Silver prices on the MCX plummeted to a six-week low of ₹86,620 per kilogram today, influenced by a strengthening U.S. dollar and rising Treasury yields following hawkish statements from U.S. Federal Reserve officials about potential rate cuts. The prices have been on a sharp downward trend for the past four sessions, resulting in a 5% decline.
Currently trading at ₹87,000, silver prices have dropped by 10% from their recent peak of ₹96,493 on May 29.
Federal Reserve Governor Michelle Bowman stated on Tuesday that the central bank is not ready to lower rates and is open to raising them if inflation remains high.

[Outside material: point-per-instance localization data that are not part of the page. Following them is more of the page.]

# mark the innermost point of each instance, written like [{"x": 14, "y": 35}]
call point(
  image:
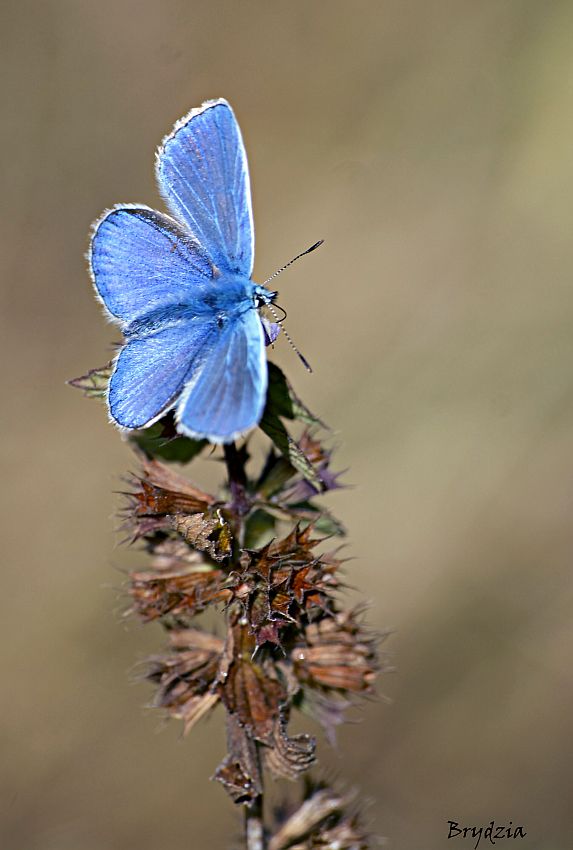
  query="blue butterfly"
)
[{"x": 180, "y": 288}]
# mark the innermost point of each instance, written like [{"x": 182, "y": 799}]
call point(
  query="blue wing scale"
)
[
  {"x": 143, "y": 261},
  {"x": 203, "y": 175},
  {"x": 226, "y": 397}
]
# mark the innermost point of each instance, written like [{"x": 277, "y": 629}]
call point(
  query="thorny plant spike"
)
[{"x": 262, "y": 552}]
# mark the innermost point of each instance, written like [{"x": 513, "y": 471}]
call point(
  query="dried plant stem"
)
[
  {"x": 254, "y": 830},
  {"x": 238, "y": 486}
]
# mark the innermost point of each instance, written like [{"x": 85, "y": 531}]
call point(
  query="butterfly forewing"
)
[
  {"x": 203, "y": 176},
  {"x": 143, "y": 261}
]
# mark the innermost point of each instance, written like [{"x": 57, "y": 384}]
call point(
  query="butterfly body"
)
[{"x": 179, "y": 287}]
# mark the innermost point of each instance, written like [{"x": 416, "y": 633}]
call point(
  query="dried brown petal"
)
[
  {"x": 187, "y": 677},
  {"x": 250, "y": 692},
  {"x": 240, "y": 771},
  {"x": 163, "y": 491},
  {"x": 325, "y": 819},
  {"x": 289, "y": 757},
  {"x": 180, "y": 583},
  {"x": 337, "y": 654},
  {"x": 306, "y": 818},
  {"x": 164, "y": 500},
  {"x": 280, "y": 582}
]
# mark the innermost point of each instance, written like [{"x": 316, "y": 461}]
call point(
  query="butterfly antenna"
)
[
  {"x": 294, "y": 259},
  {"x": 303, "y": 359}
]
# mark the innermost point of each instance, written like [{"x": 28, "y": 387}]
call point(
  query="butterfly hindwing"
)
[
  {"x": 152, "y": 370},
  {"x": 227, "y": 395},
  {"x": 142, "y": 261},
  {"x": 203, "y": 176}
]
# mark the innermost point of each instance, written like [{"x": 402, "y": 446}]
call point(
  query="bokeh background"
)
[{"x": 430, "y": 145}]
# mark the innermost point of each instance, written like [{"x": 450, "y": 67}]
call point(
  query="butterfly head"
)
[{"x": 263, "y": 296}]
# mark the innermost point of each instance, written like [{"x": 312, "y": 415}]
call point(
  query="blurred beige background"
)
[{"x": 431, "y": 145}]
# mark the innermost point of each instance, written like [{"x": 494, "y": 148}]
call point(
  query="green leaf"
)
[
  {"x": 156, "y": 443},
  {"x": 283, "y": 401},
  {"x": 274, "y": 428},
  {"x": 94, "y": 384}
]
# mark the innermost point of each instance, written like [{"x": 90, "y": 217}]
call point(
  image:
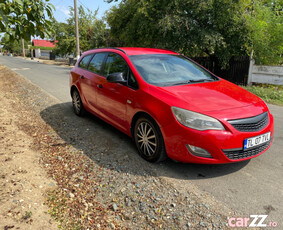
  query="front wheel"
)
[
  {"x": 77, "y": 103},
  {"x": 149, "y": 140}
]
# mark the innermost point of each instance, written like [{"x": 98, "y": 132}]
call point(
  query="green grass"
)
[{"x": 272, "y": 94}]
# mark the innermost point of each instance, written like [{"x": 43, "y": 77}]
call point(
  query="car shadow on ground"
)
[{"x": 112, "y": 149}]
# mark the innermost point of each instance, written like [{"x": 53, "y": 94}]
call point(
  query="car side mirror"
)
[{"x": 116, "y": 78}]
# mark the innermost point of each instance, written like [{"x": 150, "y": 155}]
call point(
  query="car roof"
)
[
  {"x": 140, "y": 51},
  {"x": 133, "y": 50}
]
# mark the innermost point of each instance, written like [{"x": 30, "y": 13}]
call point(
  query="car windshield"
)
[{"x": 168, "y": 70}]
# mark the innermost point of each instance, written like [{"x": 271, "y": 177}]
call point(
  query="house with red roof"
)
[
  {"x": 39, "y": 51},
  {"x": 44, "y": 43}
]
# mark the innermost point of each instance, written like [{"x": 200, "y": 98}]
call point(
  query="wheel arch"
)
[
  {"x": 137, "y": 116},
  {"x": 73, "y": 88}
]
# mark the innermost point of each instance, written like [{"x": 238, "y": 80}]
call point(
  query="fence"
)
[
  {"x": 236, "y": 72},
  {"x": 265, "y": 74}
]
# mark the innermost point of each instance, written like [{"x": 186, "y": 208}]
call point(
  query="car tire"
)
[
  {"x": 149, "y": 140},
  {"x": 78, "y": 106}
]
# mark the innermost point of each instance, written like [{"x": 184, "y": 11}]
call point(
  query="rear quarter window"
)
[{"x": 84, "y": 62}]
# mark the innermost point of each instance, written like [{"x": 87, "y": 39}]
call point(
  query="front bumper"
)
[{"x": 217, "y": 143}]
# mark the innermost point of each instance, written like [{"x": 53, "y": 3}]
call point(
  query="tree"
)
[
  {"x": 92, "y": 32},
  {"x": 220, "y": 28},
  {"x": 265, "y": 23},
  {"x": 25, "y": 18},
  {"x": 195, "y": 28}
]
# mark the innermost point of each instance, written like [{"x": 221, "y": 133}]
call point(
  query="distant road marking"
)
[{"x": 20, "y": 68}]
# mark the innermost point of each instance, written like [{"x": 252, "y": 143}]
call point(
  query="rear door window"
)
[
  {"x": 84, "y": 62},
  {"x": 96, "y": 62},
  {"x": 115, "y": 64}
]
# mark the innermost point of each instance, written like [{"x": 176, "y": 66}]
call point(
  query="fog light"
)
[{"x": 198, "y": 151}]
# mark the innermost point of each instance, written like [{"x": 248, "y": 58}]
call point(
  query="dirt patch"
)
[
  {"x": 100, "y": 180},
  {"x": 22, "y": 181}
]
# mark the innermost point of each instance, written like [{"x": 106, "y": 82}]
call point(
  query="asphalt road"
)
[{"x": 252, "y": 187}]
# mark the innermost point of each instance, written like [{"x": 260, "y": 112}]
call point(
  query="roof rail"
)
[{"x": 110, "y": 48}]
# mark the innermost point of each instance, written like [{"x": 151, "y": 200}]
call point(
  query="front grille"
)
[
  {"x": 251, "y": 124},
  {"x": 241, "y": 154}
]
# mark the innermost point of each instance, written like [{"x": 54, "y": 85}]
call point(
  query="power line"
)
[{"x": 83, "y": 5}]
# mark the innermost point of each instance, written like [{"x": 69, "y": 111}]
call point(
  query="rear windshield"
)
[{"x": 168, "y": 70}]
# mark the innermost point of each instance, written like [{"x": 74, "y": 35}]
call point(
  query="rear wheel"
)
[
  {"x": 77, "y": 103},
  {"x": 149, "y": 140}
]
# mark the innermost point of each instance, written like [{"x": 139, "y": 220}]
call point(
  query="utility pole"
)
[
  {"x": 23, "y": 42},
  {"x": 77, "y": 30}
]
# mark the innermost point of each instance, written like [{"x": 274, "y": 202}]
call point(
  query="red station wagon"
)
[{"x": 171, "y": 106}]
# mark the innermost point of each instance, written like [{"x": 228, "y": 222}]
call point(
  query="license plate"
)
[{"x": 254, "y": 141}]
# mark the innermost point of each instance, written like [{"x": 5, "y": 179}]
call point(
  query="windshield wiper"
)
[{"x": 200, "y": 80}]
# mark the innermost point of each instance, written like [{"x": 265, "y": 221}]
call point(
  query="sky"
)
[{"x": 61, "y": 12}]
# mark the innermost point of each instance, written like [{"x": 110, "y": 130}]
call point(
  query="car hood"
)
[{"x": 207, "y": 97}]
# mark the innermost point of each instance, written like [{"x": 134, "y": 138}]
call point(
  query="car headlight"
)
[{"x": 196, "y": 120}]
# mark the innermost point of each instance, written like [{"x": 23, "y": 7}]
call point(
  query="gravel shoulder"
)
[{"x": 88, "y": 179}]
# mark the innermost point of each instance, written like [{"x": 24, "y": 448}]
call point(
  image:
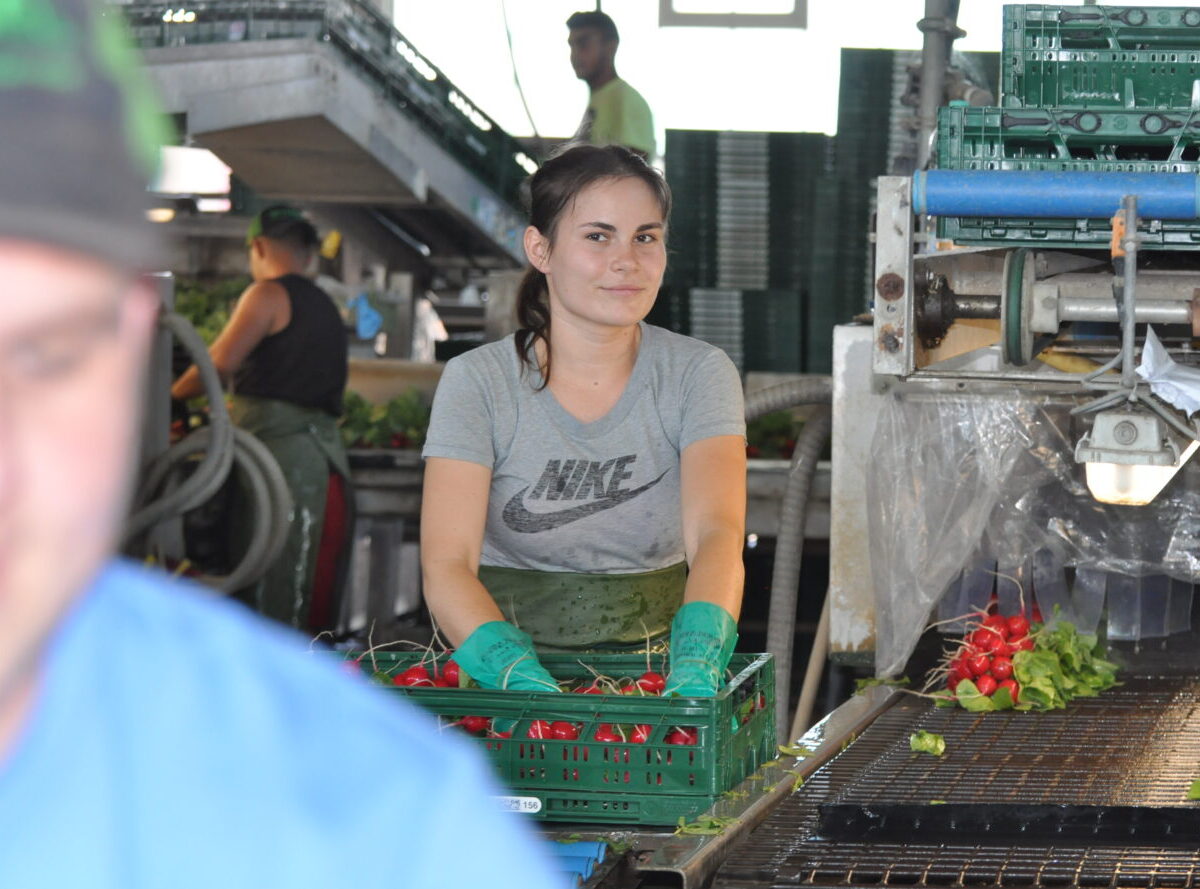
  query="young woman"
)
[{"x": 585, "y": 478}]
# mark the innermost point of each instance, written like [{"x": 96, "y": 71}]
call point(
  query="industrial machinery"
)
[{"x": 1015, "y": 426}]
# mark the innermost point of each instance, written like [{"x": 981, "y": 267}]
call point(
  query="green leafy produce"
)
[
  {"x": 208, "y": 304},
  {"x": 797, "y": 750},
  {"x": 927, "y": 743},
  {"x": 862, "y": 685},
  {"x": 1063, "y": 665},
  {"x": 1006, "y": 664},
  {"x": 703, "y": 826},
  {"x": 401, "y": 422},
  {"x": 773, "y": 436}
]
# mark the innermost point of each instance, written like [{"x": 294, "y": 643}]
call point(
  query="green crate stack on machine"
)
[{"x": 1084, "y": 89}]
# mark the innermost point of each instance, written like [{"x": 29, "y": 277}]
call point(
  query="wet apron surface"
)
[
  {"x": 307, "y": 445},
  {"x": 565, "y": 612}
]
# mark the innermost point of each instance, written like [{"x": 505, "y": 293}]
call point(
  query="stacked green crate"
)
[
  {"x": 691, "y": 239},
  {"x": 1091, "y": 89}
]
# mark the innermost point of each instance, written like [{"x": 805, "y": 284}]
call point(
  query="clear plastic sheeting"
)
[{"x": 978, "y": 493}]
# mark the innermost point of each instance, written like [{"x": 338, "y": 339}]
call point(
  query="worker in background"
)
[
  {"x": 617, "y": 114},
  {"x": 283, "y": 355},
  {"x": 585, "y": 478},
  {"x": 153, "y": 734}
]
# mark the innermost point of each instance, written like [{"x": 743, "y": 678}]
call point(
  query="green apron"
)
[
  {"x": 306, "y": 443},
  {"x": 574, "y": 612}
]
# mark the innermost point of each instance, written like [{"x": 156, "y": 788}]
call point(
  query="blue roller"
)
[
  {"x": 577, "y": 864},
  {"x": 581, "y": 848},
  {"x": 1050, "y": 194}
]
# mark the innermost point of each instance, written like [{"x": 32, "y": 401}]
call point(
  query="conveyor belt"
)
[{"x": 1135, "y": 746}]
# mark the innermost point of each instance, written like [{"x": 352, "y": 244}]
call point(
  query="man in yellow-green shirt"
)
[{"x": 617, "y": 114}]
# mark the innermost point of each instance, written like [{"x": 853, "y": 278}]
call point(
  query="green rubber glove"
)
[
  {"x": 702, "y": 638},
  {"x": 498, "y": 655}
]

Similarly, Fed Governor Lisa Cook mentioned that while a rate cut might be appropriate at some point, the timing is uncertain.
Following strong U.S. business activity, which reached a 26-month high in June, investors are now focusing on upcoming economic data expected this week for clues about the first rate cut.
While the likelihood of a summer rate cut appears low, investors are looking for indications of a possible rate cut in September.
In its latest meeting, the US Fed maintained the rate unchanged at a 23-year high range of 5.25% to 5.50%. Additionally, the Fed revised its earlier projection of three rate cuts, as indicated in March, down to just one, eliminating the possibility of a second rate cut.
This week, investors are closely watching key economic indicators such as the first-quarter U.S. gross domestic product (GDP) estimates scheduled for Thursday and the personal consumption expenditures (PCE) price index report to be released on Friday. A strong core PCE reading could weigh negatively on precious metals, as higher rates increase the opportunity cost of holding non-yielding bullion.
Meanwhile, U.S. consumer confidence eased in June amid worries about the economic outlook, but households remained upbeat about the labor market and expected inflation to moderate over the next year.
The robust labor market has been a key factor in enabling the Fed to maintain a more hawkish stance for longer than bond traders had anticipated. On the other hand, softer demand in top silver consumer China also weighed on sentiment, as industrial usage for the metal is likely hurt by overcapacity in solar panel manufacturing.
Disclaimer: We advise investors to check with certified experts before making any investment decisions.